Calling Copy Constructor inside Assignment operator, lvalue required as left operand of assignment

Question

I'm attempting to call my copy constructor in my assignment operator overload. I assign the result of the copy constructor to a pointer called temp, then set the this pointer to equal temp. This results gives me the error: lvalue required as left operand of assignment. I thought this was a pointer to my object. Why is there an issue with reassigning the pointer to a different object?
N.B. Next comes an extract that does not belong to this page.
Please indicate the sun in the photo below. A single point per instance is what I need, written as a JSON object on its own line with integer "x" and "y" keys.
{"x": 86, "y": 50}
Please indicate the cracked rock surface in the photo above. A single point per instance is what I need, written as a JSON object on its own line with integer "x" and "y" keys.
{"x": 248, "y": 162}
In the passing case I defereence this(*this) and set it equal to temp. To me this means I'm saying the actual object is equal to a pointer. Am I misinterpreting the meaning of this?

Passing case:

Foo *temp = new Foo(other); //invokes copy constructor
*this = temp;

Failing case:

Foo *temp = new Foo(other); //invokes copy constructor
this = temp;

Full source code:

TreeNode::TreeNode(TreeNode *other) {
    this->leftChild = other->leftChild;
    this->rightChild = other->rightChild;
    this->data = other->data;
}

TreeNode& TreeNode::operator=(TreeNode *other) {
    if(this != other) {
        TreeNode *temp = new TreeNode(other);
        this = temp;
    }
    return *this;
}

Answer 1

1) this is a built-in rvalue expression that every class has (meaning it cannot be modified as per C++ standard), and it always points to the instance of the class (the object) making the function call.

2) *this is always an lvalue, i.e. it must have an address in memory, i.e. it represents an object that can be modified.
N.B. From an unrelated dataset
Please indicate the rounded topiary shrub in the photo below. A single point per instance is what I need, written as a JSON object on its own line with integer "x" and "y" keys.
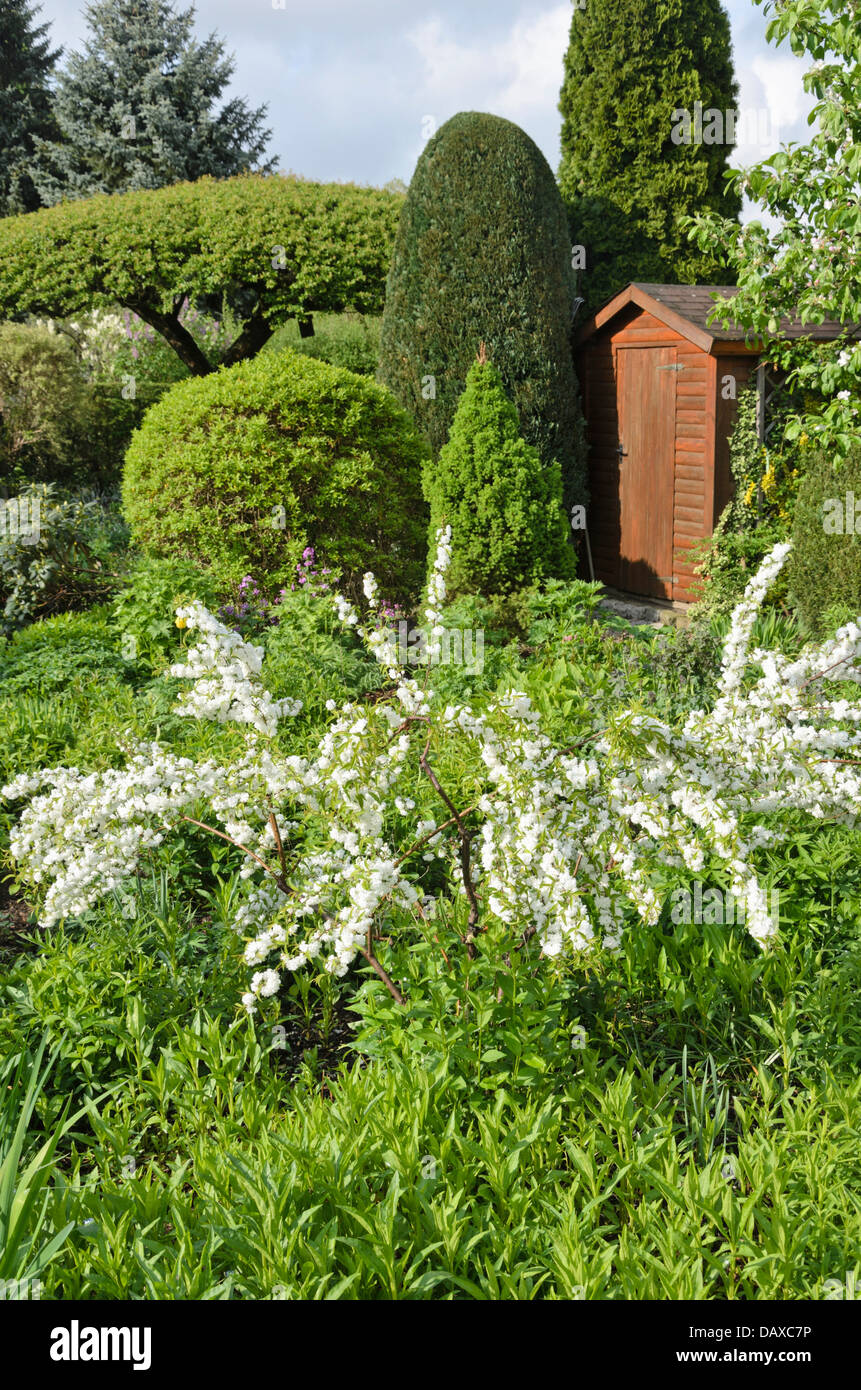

So when you dereference this:

*this = temp

You have an lvalue, affiliated with a space in memory, but not with

this = temp

For a detailed discussion of rvalues and this:

What is "rvalue reference for *this"?

Type of 'this' pointer

As is, this code seems a bit problematic. Consider what happens when you do something like:

treenode1 = treenode2;  //assuming both are pointers to TreeNode objects

The compiler sees the lvalue treenode1 (to whose object 'this' will always refer during the operation), then sees the '=', notes the overload, then uses pointer treenode2 to create a NEW copy of the object treenode2 is pointing to (binding the lvalue temp to the new object), then tries to copy the values in temp over into the original treenode1-bound object (we have three TreeNodes now existing, I believe).
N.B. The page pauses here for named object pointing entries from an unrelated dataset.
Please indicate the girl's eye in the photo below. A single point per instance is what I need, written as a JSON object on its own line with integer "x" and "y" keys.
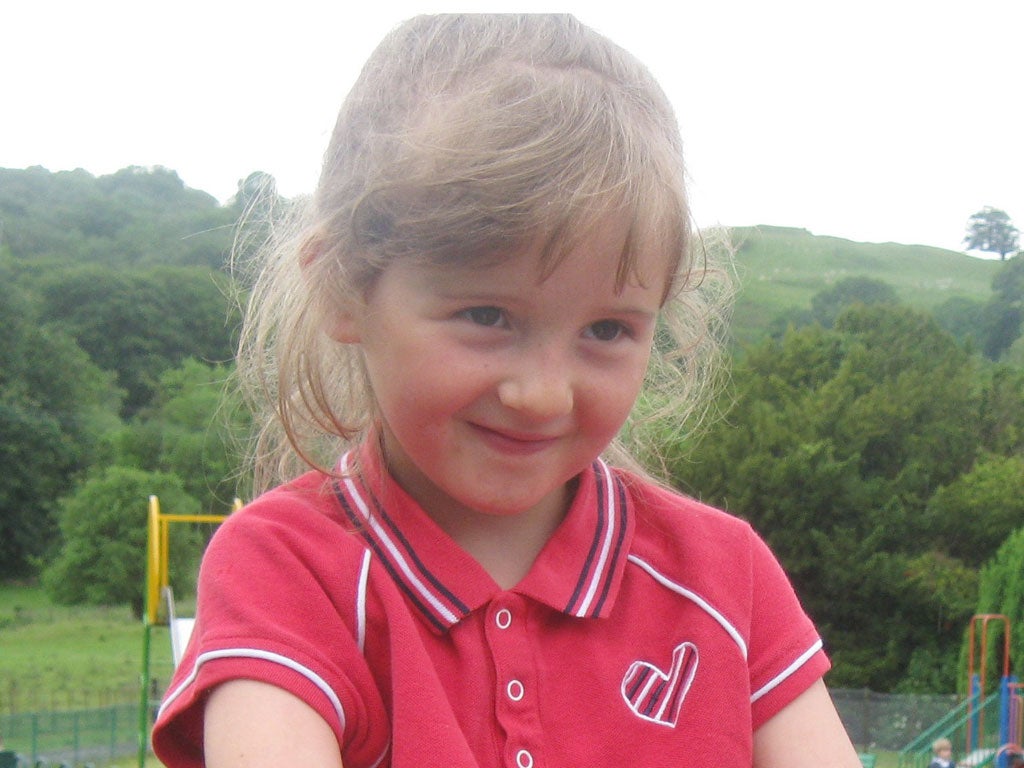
{"x": 606, "y": 330}
{"x": 491, "y": 316}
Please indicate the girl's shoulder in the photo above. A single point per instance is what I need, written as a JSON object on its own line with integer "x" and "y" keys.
{"x": 302, "y": 516}
{"x": 678, "y": 515}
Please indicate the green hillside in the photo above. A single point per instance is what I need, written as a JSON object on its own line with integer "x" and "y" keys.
{"x": 780, "y": 268}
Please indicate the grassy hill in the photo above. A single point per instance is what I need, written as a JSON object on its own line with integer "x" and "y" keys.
{"x": 780, "y": 268}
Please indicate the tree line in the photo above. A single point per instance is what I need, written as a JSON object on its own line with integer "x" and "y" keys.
{"x": 880, "y": 453}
What you don't want is to have that temp object hanging around after this convoluted operation is done, I believe, as that would cause a memory leak. So you'd need to delete it before. So if you absolutely had to do this for some reason, the solution is a move assignment operator, which is designed for use with temporary objects. Probably best to avoid this pattern altogether however, it seems very liable to give memory leaks.